Breivik is serving Norway's longest sentence after killing 77 people in 2011, but he still believes in forming a fascist revolution led by white supremacists.

Norwegian mass murder Anders Behring Breivik makes a Nazi salute ahead his appeal hearing at a court at the Telemark prison in Skien, Norway, on January 10, 2017.
Norwegian mass murder Anders Behring Breivik makes a Nazi salute ahead his appeal hearing at a court at the Telemark prison in Skien, Norway, on January 10, 2017. Norway OUT, AFP Photo

Mass killer Anders Behring Breivik is still a threat and ever more convinced by his Nazi-style ideology, Norway's attorney general said on Wednesday in defending Breivik's near-isolation in jail after a court ruled the conditions breached his rights.
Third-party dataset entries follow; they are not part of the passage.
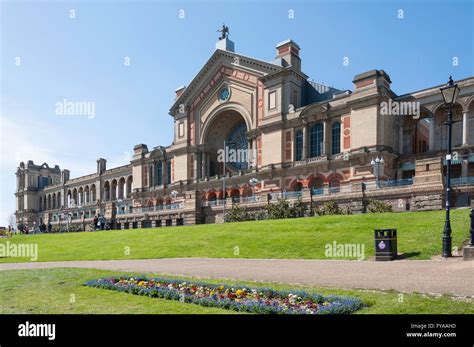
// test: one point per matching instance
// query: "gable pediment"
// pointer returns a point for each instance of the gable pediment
(220, 65)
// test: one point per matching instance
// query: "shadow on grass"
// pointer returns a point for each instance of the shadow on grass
(407, 255)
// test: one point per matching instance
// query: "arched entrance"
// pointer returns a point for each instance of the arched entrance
(227, 127)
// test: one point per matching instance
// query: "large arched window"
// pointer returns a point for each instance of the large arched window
(159, 173)
(299, 145)
(168, 172)
(237, 144)
(336, 138)
(316, 140)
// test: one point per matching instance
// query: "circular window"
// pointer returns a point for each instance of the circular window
(224, 94)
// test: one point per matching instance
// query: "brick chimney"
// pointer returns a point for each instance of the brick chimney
(378, 78)
(179, 91)
(289, 53)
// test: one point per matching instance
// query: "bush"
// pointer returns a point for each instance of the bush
(376, 206)
(237, 214)
(278, 210)
(329, 208)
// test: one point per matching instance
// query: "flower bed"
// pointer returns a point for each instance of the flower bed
(238, 298)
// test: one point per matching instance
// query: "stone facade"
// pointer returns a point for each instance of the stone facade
(303, 139)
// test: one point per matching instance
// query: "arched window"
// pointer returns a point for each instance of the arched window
(336, 138)
(316, 140)
(159, 173)
(299, 145)
(335, 186)
(298, 187)
(168, 169)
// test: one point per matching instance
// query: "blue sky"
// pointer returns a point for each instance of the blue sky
(82, 59)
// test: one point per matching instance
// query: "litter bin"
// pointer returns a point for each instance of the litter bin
(385, 244)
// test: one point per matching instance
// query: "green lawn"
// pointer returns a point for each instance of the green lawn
(51, 290)
(419, 236)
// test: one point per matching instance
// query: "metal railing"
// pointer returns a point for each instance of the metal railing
(462, 181)
(286, 195)
(157, 208)
(388, 184)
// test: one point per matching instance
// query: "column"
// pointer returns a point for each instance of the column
(254, 152)
(431, 138)
(400, 139)
(465, 127)
(305, 142)
(203, 168)
(327, 138)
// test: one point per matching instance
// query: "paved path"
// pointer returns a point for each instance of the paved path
(454, 276)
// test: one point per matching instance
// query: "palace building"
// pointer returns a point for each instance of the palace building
(309, 141)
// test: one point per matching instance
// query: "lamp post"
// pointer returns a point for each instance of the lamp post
(450, 93)
(376, 163)
(253, 182)
(224, 198)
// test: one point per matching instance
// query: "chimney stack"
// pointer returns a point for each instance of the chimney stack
(179, 91)
(289, 53)
(101, 165)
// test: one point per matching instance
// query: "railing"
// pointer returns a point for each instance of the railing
(461, 181)
(174, 206)
(388, 184)
(286, 195)
(318, 191)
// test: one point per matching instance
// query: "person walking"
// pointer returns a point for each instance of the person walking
(95, 221)
(102, 221)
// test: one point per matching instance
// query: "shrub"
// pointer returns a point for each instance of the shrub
(237, 214)
(280, 209)
(376, 206)
(329, 208)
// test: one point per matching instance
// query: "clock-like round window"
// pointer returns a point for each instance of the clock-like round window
(224, 94)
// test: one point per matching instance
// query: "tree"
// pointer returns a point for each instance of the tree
(12, 221)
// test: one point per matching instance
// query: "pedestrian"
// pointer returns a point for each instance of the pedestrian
(95, 222)
(102, 221)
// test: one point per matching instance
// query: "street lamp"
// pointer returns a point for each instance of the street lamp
(376, 163)
(224, 198)
(253, 182)
(450, 93)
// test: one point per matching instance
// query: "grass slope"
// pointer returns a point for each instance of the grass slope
(419, 236)
(51, 290)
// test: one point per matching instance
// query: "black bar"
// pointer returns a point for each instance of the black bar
(156, 330)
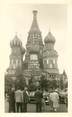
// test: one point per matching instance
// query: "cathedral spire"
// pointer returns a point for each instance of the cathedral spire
(34, 26)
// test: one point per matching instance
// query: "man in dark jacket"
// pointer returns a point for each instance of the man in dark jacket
(12, 100)
(38, 97)
(25, 99)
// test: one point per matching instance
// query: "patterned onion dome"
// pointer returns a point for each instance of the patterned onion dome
(16, 42)
(49, 38)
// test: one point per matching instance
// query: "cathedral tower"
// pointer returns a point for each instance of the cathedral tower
(34, 46)
(16, 57)
(50, 55)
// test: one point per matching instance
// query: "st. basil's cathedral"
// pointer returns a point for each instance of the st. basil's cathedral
(39, 58)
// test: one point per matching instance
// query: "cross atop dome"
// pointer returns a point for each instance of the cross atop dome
(34, 26)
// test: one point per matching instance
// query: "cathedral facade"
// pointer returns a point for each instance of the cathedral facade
(40, 58)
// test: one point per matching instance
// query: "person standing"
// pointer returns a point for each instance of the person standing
(18, 99)
(54, 97)
(38, 97)
(12, 100)
(25, 99)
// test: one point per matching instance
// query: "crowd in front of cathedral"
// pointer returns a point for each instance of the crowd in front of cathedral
(18, 100)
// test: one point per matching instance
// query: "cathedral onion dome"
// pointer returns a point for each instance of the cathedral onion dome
(23, 50)
(16, 42)
(34, 49)
(49, 38)
(34, 26)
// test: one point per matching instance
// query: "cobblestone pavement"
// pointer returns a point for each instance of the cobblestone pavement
(32, 108)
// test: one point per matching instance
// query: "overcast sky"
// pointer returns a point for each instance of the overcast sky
(18, 18)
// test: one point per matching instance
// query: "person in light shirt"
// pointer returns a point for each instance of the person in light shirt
(18, 99)
(54, 97)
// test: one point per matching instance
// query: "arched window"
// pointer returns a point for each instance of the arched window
(50, 65)
(47, 61)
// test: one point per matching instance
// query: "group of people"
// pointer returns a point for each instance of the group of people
(18, 100)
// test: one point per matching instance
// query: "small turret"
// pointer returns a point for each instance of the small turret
(15, 42)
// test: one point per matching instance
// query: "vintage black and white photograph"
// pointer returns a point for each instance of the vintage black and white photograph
(36, 75)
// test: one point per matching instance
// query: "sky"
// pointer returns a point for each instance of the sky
(17, 18)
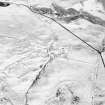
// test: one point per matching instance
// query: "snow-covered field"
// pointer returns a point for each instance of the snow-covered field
(52, 52)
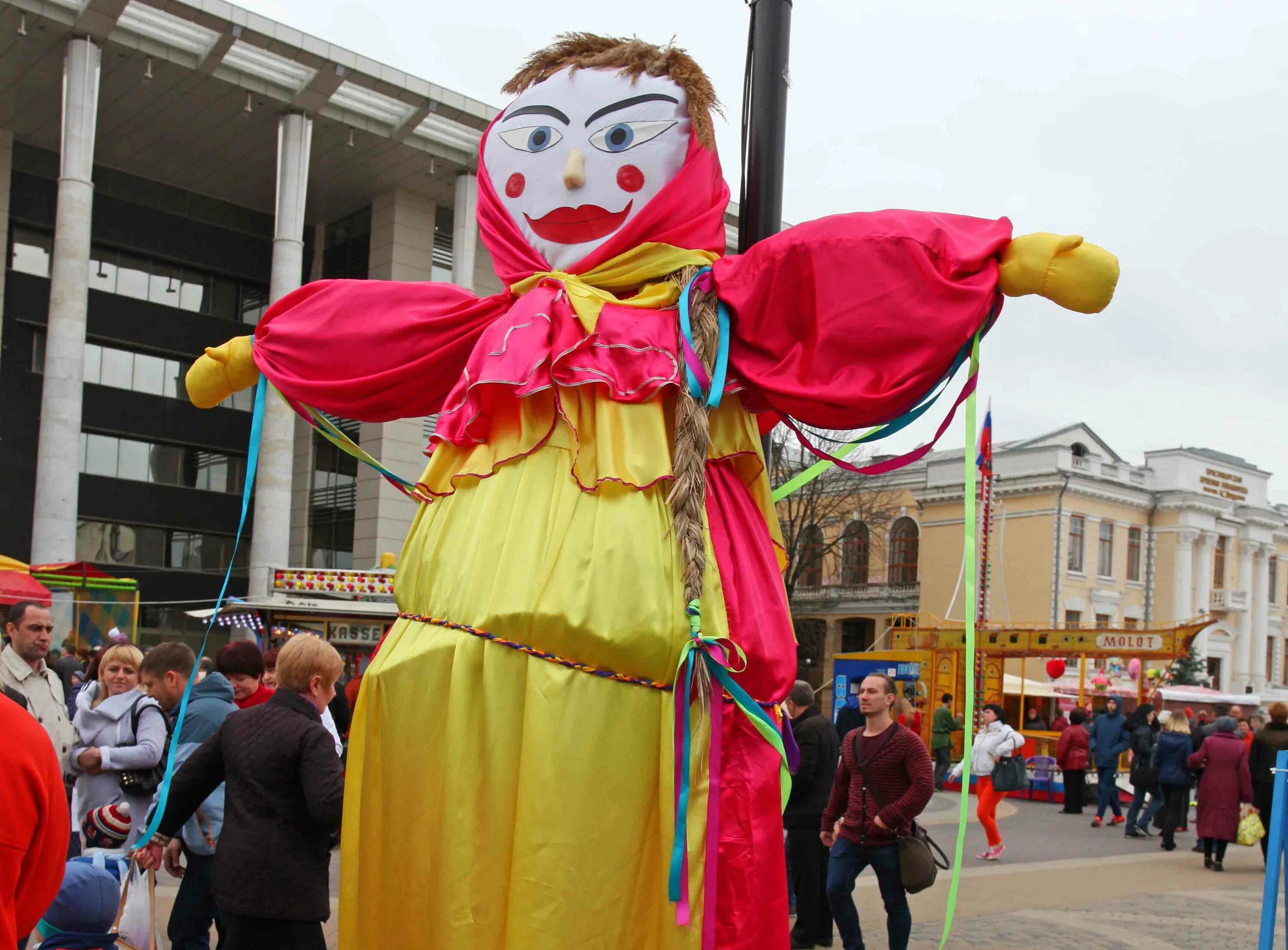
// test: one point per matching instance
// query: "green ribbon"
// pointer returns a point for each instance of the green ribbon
(818, 468)
(969, 555)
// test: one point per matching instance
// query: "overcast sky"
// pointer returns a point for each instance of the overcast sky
(1156, 129)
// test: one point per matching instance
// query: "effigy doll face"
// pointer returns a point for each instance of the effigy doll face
(579, 155)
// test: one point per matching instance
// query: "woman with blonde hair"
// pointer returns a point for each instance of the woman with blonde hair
(1267, 743)
(284, 793)
(1170, 757)
(122, 730)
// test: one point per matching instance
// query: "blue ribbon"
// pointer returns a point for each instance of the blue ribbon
(682, 810)
(257, 426)
(722, 368)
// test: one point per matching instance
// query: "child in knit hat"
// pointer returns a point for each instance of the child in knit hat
(83, 913)
(106, 828)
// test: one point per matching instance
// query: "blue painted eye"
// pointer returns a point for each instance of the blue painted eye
(623, 136)
(619, 138)
(534, 138)
(540, 138)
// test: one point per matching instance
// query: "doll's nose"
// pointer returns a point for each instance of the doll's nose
(575, 171)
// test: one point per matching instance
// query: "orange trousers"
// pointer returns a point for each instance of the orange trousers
(987, 809)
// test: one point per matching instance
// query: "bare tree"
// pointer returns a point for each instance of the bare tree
(814, 518)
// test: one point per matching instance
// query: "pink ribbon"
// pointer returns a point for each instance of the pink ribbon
(709, 900)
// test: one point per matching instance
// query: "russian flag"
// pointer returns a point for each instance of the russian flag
(984, 458)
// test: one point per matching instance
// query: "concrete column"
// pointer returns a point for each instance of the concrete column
(1261, 673)
(402, 248)
(1203, 578)
(6, 177)
(465, 230)
(271, 538)
(302, 496)
(1184, 577)
(1243, 653)
(831, 648)
(53, 530)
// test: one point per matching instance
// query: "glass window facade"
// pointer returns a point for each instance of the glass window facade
(1106, 551)
(161, 464)
(146, 279)
(1077, 537)
(141, 373)
(109, 543)
(905, 542)
(1134, 537)
(333, 501)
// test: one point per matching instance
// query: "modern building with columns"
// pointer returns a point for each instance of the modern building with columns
(1082, 538)
(168, 169)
Breivik, who killed 77 people in 2011 in the Nordic nation's worst peacetime atrocity, still believed in a fascist revolution led by white supremacists, attorney general Fredrik Sejersted said.

He urged the three appeal court judges to overturn a ruling in April 2015 by a lower Oslo court that Breivik's isolation from other prisoners violated a ban on "inhuman and degrading treatment" under the European Convention on Human Rights.
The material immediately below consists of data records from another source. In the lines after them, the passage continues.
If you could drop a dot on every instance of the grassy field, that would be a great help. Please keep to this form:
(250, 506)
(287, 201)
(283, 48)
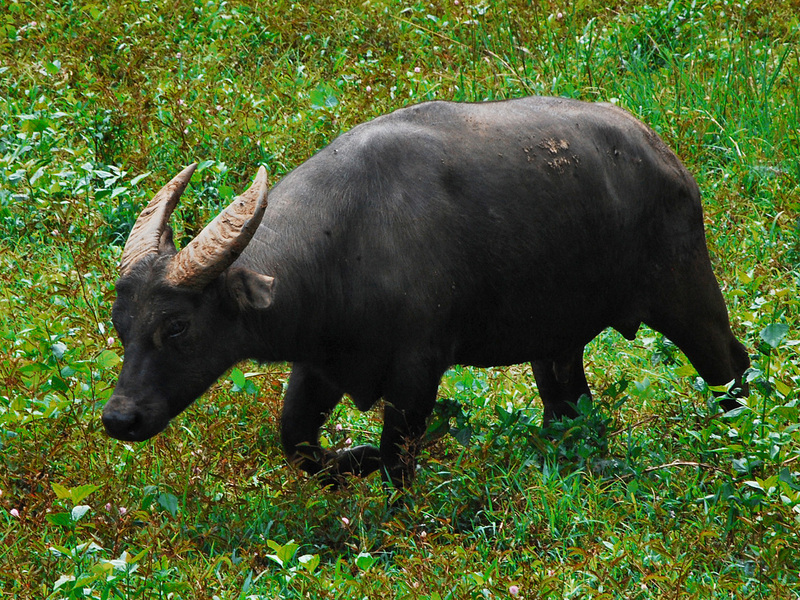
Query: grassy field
(100, 105)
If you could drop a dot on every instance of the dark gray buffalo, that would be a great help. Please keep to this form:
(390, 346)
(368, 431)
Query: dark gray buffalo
(477, 234)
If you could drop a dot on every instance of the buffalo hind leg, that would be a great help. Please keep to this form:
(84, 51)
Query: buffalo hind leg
(308, 402)
(692, 314)
(561, 383)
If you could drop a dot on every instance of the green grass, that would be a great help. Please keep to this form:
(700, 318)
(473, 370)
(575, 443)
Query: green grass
(648, 494)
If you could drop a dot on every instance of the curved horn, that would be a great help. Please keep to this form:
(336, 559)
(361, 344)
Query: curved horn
(153, 221)
(222, 240)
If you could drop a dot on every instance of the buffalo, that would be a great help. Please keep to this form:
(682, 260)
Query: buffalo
(443, 233)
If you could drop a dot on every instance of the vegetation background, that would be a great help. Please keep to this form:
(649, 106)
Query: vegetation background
(649, 494)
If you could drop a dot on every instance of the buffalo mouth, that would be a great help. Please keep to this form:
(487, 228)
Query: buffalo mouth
(125, 421)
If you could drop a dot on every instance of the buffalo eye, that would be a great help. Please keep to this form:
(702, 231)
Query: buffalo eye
(175, 328)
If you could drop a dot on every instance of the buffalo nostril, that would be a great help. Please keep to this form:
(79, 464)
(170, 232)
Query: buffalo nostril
(120, 424)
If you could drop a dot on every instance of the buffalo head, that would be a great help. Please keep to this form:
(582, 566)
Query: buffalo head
(173, 308)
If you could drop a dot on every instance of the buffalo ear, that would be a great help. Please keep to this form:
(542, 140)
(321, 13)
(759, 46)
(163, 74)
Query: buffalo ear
(248, 289)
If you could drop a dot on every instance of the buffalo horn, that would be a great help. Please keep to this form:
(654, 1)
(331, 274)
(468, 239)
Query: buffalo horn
(153, 221)
(222, 240)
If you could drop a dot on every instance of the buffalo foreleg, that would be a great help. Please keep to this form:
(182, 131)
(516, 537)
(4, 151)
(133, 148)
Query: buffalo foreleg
(561, 383)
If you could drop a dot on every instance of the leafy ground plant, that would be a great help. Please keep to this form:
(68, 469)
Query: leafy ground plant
(649, 493)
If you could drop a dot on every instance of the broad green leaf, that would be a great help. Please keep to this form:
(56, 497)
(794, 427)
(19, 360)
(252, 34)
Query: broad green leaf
(309, 561)
(60, 519)
(107, 359)
(79, 511)
(323, 97)
(168, 502)
(138, 178)
(82, 491)
(287, 551)
(774, 333)
(59, 349)
(365, 560)
(61, 492)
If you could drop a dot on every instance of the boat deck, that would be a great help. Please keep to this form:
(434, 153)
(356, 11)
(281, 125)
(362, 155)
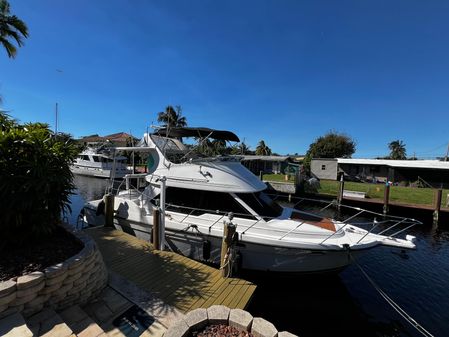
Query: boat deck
(177, 280)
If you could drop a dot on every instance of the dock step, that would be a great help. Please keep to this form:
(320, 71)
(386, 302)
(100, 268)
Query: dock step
(48, 323)
(14, 326)
(81, 323)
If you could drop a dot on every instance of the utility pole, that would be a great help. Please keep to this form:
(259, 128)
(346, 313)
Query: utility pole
(56, 122)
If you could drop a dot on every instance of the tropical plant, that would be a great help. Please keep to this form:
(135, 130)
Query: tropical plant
(35, 179)
(11, 29)
(331, 145)
(397, 150)
(262, 149)
(241, 148)
(172, 117)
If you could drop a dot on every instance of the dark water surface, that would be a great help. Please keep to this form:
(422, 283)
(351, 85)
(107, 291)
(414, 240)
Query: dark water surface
(347, 304)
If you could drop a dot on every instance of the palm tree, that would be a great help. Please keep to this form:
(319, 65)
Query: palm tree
(397, 150)
(172, 117)
(11, 28)
(262, 149)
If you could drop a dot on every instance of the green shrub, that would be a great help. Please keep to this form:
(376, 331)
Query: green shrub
(35, 179)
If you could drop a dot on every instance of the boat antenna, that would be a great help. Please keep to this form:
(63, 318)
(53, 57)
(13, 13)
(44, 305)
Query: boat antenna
(447, 153)
(56, 119)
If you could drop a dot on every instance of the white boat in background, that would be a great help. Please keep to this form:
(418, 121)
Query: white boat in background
(99, 162)
(202, 193)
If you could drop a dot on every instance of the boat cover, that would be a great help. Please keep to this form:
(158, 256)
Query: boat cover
(197, 132)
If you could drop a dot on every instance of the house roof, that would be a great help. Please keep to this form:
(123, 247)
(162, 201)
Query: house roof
(115, 137)
(265, 158)
(425, 164)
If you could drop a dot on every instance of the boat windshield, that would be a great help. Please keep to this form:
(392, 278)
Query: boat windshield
(197, 202)
(261, 204)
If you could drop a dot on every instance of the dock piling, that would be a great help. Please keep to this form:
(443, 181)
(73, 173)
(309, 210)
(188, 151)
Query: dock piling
(108, 210)
(436, 212)
(228, 232)
(386, 197)
(156, 228)
(340, 191)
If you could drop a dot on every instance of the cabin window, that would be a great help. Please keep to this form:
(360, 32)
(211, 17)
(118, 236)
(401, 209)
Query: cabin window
(198, 202)
(261, 204)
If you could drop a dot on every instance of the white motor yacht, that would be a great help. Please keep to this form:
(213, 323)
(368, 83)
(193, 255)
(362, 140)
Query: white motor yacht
(201, 194)
(99, 162)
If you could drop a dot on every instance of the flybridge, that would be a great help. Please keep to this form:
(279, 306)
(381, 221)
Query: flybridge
(197, 132)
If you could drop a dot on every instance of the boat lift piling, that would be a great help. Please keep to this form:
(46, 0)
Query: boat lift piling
(386, 197)
(225, 257)
(340, 192)
(108, 199)
(162, 180)
(156, 228)
(436, 212)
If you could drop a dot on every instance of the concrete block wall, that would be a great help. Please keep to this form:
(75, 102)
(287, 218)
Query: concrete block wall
(197, 319)
(74, 281)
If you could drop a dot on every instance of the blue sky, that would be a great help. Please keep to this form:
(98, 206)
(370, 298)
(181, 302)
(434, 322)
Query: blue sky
(283, 71)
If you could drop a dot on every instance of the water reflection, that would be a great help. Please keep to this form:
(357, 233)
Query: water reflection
(87, 189)
(346, 304)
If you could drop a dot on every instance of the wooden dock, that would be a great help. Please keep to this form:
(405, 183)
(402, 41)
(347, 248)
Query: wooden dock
(177, 280)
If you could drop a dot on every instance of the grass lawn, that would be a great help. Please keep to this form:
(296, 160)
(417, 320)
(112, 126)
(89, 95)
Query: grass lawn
(407, 195)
A psychiatrist's assessment written in December 2016 said that Breivik "is more conspiratorial," wanted contact in jail with other extreme right-wingers and to form a fascist party with radicals on the outside.

It also said that he was more convinced his ideas were right and that others' were wrong.

"He still wants to inspire others," Sejersted told the high-security appeal hearing in a converted gym in Skien jail where Breivik is being held. "He still believes in a fascist revolution."

Breivik sat grim-faced and often shook his head in disagreement as Sejersted spoke. He is serving Norway's longest sentence - 21 years with the possibility of extension.

On July 22, 2011, Breivik killed eight people with a car bomb outside the prime minister's office in Oslo and then gunned down 69 others on an island near the capital, many of them teenagers attending a youth camp of Norway's then-ruling Labor Party.

Sejersted defended restrictions on Breivik that mean he has no contact with other prisoners but is compensated with a special three-room cell with a training room, newspapers, a playstation and television.

Last year the Oslo court ruled that he was wrongly kept in a "locked world" for 22-23 hours a day, allowed out for exercise in a yard. He has no contact with others except for professionals such as guards, health personnel and his lawyers.

Sejersted said the use of handcuffs and strip searches had been sharply reduced from the early years. Breivik made a flat-handed Nazi-style salute at the start of the hearing on Tuesday, which prompted a rebuke from the judge.

Many survivors and relatives of the victims are trying to move on and ignore Breivik. A spokeswoman for their main support group said they were following the proceedings but had decided not to comment.